Temps de lecture : 6 minutes

Les adventices, plantes bio-indicatrices du milieu et des pratiques

Découvrez comment les communautés d’adventices peuvent être bio-indicatrices de l’état du milieu et des pratiques.

Certaines adventices sont présentes dans de nombreuses parcelles quand d’autres semblent plus spécifiques. Ces différences de répartition s’expliquent par une réponse distincte des espèces adventices au climat, au sol et aux interactions avec les plantes cultivées. Ainsi, la composition d’une communauté d’adventices et leurs densités relatives au mètre carré sont sans conteste le reflet de l’ensemble des conditions pédoclimatiques et de l’action de l’homme, ainsi que de certains processus aléatoires comme la dispersion.

Par leurs préférences écologiques très marquées, certaines adventices peuvent être à elles seules de bonnes plantes bio-indicatrices. Mais c’est seulement sur un nombre restreint de critères. Toutefois, beaucoup d’agriculteurs ne connaissent pas ces espèces car elles ne sont pas parmi les espèces ciblées par le désherbage. Par la connaissance des préférences écologiques des espèces les plus « spécialistes », il est possible de diagnostiquer des tendances de pH, de texture, d’humidité, de richesse en nutriments ou encore de tassement des sols. Il reste toutefois plus pertinent d’analyser une communauté d’adventices. Et il faut garder en tête quelques précautions comme notamment réaliser suffisamment de relevés dans le temps et l’espace. Enfin, les espèces dites « généralistes » sont indicatrices d’une agriculture rythmée par des perturbations intenses, où l’adaptation aux conditions pédoclimatiques locales n’est pas le premier facteur de réussite du développement de l’espèce adventice.

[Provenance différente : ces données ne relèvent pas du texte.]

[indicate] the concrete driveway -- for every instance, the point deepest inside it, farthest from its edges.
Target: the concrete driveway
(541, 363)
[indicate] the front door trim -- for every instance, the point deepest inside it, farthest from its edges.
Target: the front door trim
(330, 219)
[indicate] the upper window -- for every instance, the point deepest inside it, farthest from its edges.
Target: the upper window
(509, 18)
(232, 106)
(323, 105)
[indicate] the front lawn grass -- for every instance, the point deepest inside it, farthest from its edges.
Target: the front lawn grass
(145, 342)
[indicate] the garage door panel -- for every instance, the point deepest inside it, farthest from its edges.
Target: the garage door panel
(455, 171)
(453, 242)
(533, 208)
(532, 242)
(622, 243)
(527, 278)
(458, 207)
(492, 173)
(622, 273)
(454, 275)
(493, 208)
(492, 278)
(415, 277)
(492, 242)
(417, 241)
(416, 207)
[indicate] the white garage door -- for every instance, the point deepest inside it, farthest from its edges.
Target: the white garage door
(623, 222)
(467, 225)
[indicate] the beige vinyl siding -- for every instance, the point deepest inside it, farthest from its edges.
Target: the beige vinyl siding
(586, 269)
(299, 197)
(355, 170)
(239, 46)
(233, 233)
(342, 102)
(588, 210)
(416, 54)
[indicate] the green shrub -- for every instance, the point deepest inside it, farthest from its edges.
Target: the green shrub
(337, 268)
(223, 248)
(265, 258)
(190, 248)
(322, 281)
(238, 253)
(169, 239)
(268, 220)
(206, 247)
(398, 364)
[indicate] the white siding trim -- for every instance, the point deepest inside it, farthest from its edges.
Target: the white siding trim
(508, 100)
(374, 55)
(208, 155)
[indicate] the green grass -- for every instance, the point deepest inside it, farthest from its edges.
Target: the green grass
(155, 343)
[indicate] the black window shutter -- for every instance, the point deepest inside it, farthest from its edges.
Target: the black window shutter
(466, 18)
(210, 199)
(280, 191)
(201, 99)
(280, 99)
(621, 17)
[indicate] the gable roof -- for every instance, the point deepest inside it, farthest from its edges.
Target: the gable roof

Dans tous les cas, s’intéresser aux plantes bio-indicatrices permet un regain d’intérêt pour la biodiversité végétale et sauvage. Cela offre également l’occasion de mieux connaître les liens entre flore adventice, sol et pratiques agricoles. Et c’est une étape indispensable au développement de systèmes agroécologiques.

Le concept de bio-indication des plantes

Le principe des niches écologiques

La répartition des adventices dans les territoires s’explique par une réponse distincte des espèces au climat, au sol et aux interactions avec les plantes cultivées. L’ensemble des paramètres physico-chimiques (pH, température, richesse en nutriments…) et biologiques nécessaires à la croissance et à la reproduction d’une plante caractérise sa niche écologique. Cette notion permet de définir les conditions optimales de croissance et de reproduction.

Toutefois, dans le cas des adventices, un désherbage très efficace peut faire disparaître une espèce d’un milieu qui lui est a priori adapté. A l’inverse, on peut observer une espèce dans un milieu qui lui est a priori défavorable si elle est amenée par des engins agricoles ou des lots de semences insuffisamment épurés. Ainsi, la présence/absence d’une espèce permettra difficilement de caractériser l’état du milieu de manière fiable.

Exemples de caractères indicateurs de quelques adventices

Le vulpin des champs

Le vulpin des champs est une graminée annuelle à germination hivernale . Exception faite des sols sableux, secs et trop acides, l’espèce est présente sur de nombreux types de sols. Avec une préférence pour les textures de type limono-argileuse. Les fortes densités observées depuis les années 1960 semblent davantage associées à la simplification des rotations autour de quelques cultures d’hiver et la sélection de gènes de résistance aux herbicides.

Le jonc des crapauds

Décrit comme espèce des sols tassés et hydromorphes, le jonc des crapauds se retrouve sur les parcelles agricoles à texture limoneuse (ou limoneuse sableuse) présentant une stagnation d’eau en hiver. Sa présence dans les passages de roues de tracteurs confirme ses préférences écologiques. Le jonc des crapauds est une espèce calcifuge que l’on rencontre rarement en dehors de sa niche écologique.

Le séneçon vulgaire

Le séneçon vulgaire est une des adventices les plus communes sur l’ensemble du territoire français. Sa forte production de semences (plus de 5 000 par plante) disséminées par le vent lui confère la capacité de rapidement coloniser de nouveaux milieux ouverts. L’espèce est relativement indifférente à la culture en place car elle peut germer toute l’année et réaliser son cycle biologique en moins de trois mois. Ces caractéristiques représentent également un avantage majeur pour tolérer les perturbations fréquentes et intenses (travail du sol et herbicides). Il est toutefois favorisé par les techniques culturales visant à limiter/arrêter le travail du sol. C’est le cas de nombreuses petites astéracées à petites graines (laiteron, pissenlit…).

Les communautés d’adventices, bio-indicatrices du milieu et des pratiques agricoles

De nombreux filtres agissant sur les communautés d’adventices

Un diagnostic plus fiable des caractéristiques de la parcelle nécessitera :

  • d’intégrer l’ensemble des espèces adventices présentes
  • de donner plus de poids aux espèces abondantes et/ou spécialistes.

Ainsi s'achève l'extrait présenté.